Duplicate Extended Statistics

public inbox for [email protected]  
help / color / mirror / Atom feed

Duplicate Extended Statistics
4+ messages / 4 participants
[nested] [flat]

* Duplicate Extended Statistics
@ 2024-09-03 13:09  Ilia Evdokimov <[email protected]>
  0 siblings, 2 replies; 4+ messages in thread

From: Ilia Evdokimov @ 2024-09-03 13:09 UTC (permalink / raw)
  To: [email protected]

Hello everyone,

I have a question regarding extended statistics in PostgreSQL. Why is it 
possible to create duplicate extended statistics? To make it clearer, 
here’s an example:

CREATE TABLE t(a int, b int);
INSERT INTO t(a, b) VALUES (...);
CREATE STATISTICS ON a, b FROM t;
ANALYZE t;
....
CREATE STATISTICS ON a, b FROM t;
ANALYZE t;

After executing these queries, the following issues might arise:

 1. ANALYZE will take longer to run because, for example, MCV extended
    statistics would need to be gathered twice.
 2. Duplicate information will be stored.
 3. The planner might take longer to find the relevant statistics since
    it has to search through them in a loop.

Or do duplicate extended statistics practically never occur in practice?

Thanks in advance for your response.

-- 
Regards,
Ilia Evdokimov,
Tantor Labs LCC.

^ permalink  raw  reply  [nested|flat] 4+ messages in thread

* Re: Duplicate Extended Statistics
@ 2024-09-03 14:11  Tom Lane <[email protected]>
  parent: Ilia Evdokimov <[email protected]>
  1 sibling, 0 replies; 4+ messages in thread

From: Tom Lane @ 2024-09-03 14:11 UTC (permalink / raw)
  To: Ilia Evdokimov <[email protected]>; +Cc: [email protected]

Ilia Evdokimov <[email protected]> writes:
> I have a question regarding extended statistics in PostgreSQL. Why is it 
> possible to create duplicate extended statistics?
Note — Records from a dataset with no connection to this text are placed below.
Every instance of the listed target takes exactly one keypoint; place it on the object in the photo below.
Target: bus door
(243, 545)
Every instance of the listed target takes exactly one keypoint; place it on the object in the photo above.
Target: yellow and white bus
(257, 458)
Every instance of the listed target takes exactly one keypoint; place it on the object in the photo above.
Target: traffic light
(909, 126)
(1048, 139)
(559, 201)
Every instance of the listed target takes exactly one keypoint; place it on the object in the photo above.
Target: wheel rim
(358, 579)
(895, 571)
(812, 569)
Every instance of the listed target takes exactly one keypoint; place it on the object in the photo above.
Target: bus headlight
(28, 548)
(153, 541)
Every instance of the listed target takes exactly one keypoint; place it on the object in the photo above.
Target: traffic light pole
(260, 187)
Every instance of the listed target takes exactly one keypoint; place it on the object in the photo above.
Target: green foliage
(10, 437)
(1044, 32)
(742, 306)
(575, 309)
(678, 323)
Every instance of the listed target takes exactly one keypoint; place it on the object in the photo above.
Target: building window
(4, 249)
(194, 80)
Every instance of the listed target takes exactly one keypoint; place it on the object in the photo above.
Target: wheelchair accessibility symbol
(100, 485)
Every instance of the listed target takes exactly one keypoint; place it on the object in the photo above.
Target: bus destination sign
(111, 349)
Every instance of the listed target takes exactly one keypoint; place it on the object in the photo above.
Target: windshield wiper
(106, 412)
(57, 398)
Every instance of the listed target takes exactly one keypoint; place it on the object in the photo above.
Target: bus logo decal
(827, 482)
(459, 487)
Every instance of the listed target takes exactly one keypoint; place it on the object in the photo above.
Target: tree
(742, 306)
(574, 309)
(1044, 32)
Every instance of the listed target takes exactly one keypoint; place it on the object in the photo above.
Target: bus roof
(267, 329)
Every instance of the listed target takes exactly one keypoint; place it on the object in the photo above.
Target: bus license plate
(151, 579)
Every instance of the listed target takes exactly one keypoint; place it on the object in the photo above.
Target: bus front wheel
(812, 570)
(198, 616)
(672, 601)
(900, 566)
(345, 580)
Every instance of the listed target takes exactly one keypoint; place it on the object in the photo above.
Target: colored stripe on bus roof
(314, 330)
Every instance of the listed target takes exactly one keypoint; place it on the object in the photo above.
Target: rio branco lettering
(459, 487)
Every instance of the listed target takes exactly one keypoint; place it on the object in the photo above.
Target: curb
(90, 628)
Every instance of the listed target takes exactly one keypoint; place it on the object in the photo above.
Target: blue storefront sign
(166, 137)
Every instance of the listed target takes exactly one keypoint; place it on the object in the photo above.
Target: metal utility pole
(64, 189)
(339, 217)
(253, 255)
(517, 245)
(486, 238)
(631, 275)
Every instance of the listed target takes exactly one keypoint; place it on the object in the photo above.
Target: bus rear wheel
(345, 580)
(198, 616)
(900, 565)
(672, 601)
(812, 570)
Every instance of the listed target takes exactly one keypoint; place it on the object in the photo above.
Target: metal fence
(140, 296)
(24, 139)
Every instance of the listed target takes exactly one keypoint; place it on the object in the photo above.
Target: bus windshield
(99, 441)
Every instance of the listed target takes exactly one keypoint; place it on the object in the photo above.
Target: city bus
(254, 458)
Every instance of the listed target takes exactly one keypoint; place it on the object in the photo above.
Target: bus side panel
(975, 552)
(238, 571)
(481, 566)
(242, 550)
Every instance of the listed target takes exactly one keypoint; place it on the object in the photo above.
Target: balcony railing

[ shrug... ] We don't prevent duplicate indexes, either.

			regards, tom lane





^ permalink  raw  reply  [nested|flat] 4+ messages in thread

* Re: Duplicate Extended Statistics
@ 2024-09-04 08:28  Asad Ali <[email protected]>
  parent: Ilia Evdokimov <[email protected]>
  1 sibling, 1 reply; 4+ messages in thread

From: Asad Ali @ 2024-09-04 08:28 UTC (permalink / raw)
  To: Ilia Evdokimov <[email protected]>; +Cc: [email protected]

Hi Ilia,

In PostgreSQL, it is possible to create duplicate extended statistics
because the system does not enforce uniqueness on statistics definitions.
However, this is generally not recommended, as it leads to longer ANALYZE
times, increased storage usage, potential planner performance impact, and
unnecessary complexity. In practice, duplicates are rare because users and
tools usually avoid redundancy, as there is no added benefit to having
multiple identical sets of statistics on the same columns.

Regards,
Asad Ali

On Tue, Sep 3, 2024 at 6:10 PM Ilia Evdokimov <[email protected]>
wrote:

> Hello everyone,
>
> I have a question regarding extended statistics in PostgreSQL. Why is it
> possible to create duplicate extended statistics? To make it clearer,
> here’s an example:
>
> CREATE TABLE t(a int, b int);
> INSERT INTO t(a, b) VALUES (...);
> CREATE STATISTICS ON a, b FROM t;
> ANALYZE t;
> ....
> CREATE STATISTICS ON a, b FROM t;
> ANALYZE t;
>
> After executing these queries, the following issues might arise:
>
>    1. ANALYZE will take longer to run because, for example, MCV extended
>    statistics would need to be gathered twice.
>    2. Duplicate information will be stored.
>    3. The planner might take longer to find the relevant statistics since
>    it has to search through them in a loop.
>
> Or do duplicate extended statistics practically never occur in practice?
>
> Thanks in advance for your response.
>
> --
> Regards,
> Ilia Evdokimov,
> Tantor Labs LCC.
>
>

^ permalink  raw  reply  [nested|flat] 4+ messages in thread

* Re: Duplicate Extended Statistics
@ 2024-09-04 08:43  Holger Jakobs <[email protected]>
  parent: Asad Ali <[email protected]>
  0 siblings, 0 replies; 4+ messages in thread

From: Holger Jakobs @ 2024-09-04 08:43 UTC (permalink / raw)
  To: [email protected]

Am 04.09.24 um 10:28 schrieb Asad Ali:
> Hi Ilia,
>
> In PostgreSQL, it is possible to create duplicate extended statistics 
> because the system does not enforce uniqueness on statistics 
> definitions. However, this is generally not recommended, as it leads 
> to longer ANALYZE times, increased storage usage, potential planner 
> performance impact, and unnecessary complexity. In practice, 
> duplicates are rare because users and tools usually avoid redundancy, 
> as there is no added benefit to having multiple identical sets of 
> statistics on the same columns.
>
> Regards,
> Asad Ali
>
>
To find duplicate indexes:

SELECT  indrelid::regclass::text AS "Table Name",
         string_agg(indexrelid::regclass::text ||
           CASE WHEN indisunique
           THEN ' (UNIQUE)' ELSE ''
           END, ', ') AS "Indexes"
       FROM pg_index
       GROUP BY indrelid, indkey
       HAVING COUNT(*) > 1

-- 

Holger Jakobs, Bergisch Gladbach



Attachments:

  [application/pgp-signature] OpenPGP_signature (203B, 3-OpenPGP_signature)
  download

^ permalink  raw  reply  [nested|flat] 4+ messages in thread

end of thread, other threads:[~2024-09-04 08:43 UTC | newest]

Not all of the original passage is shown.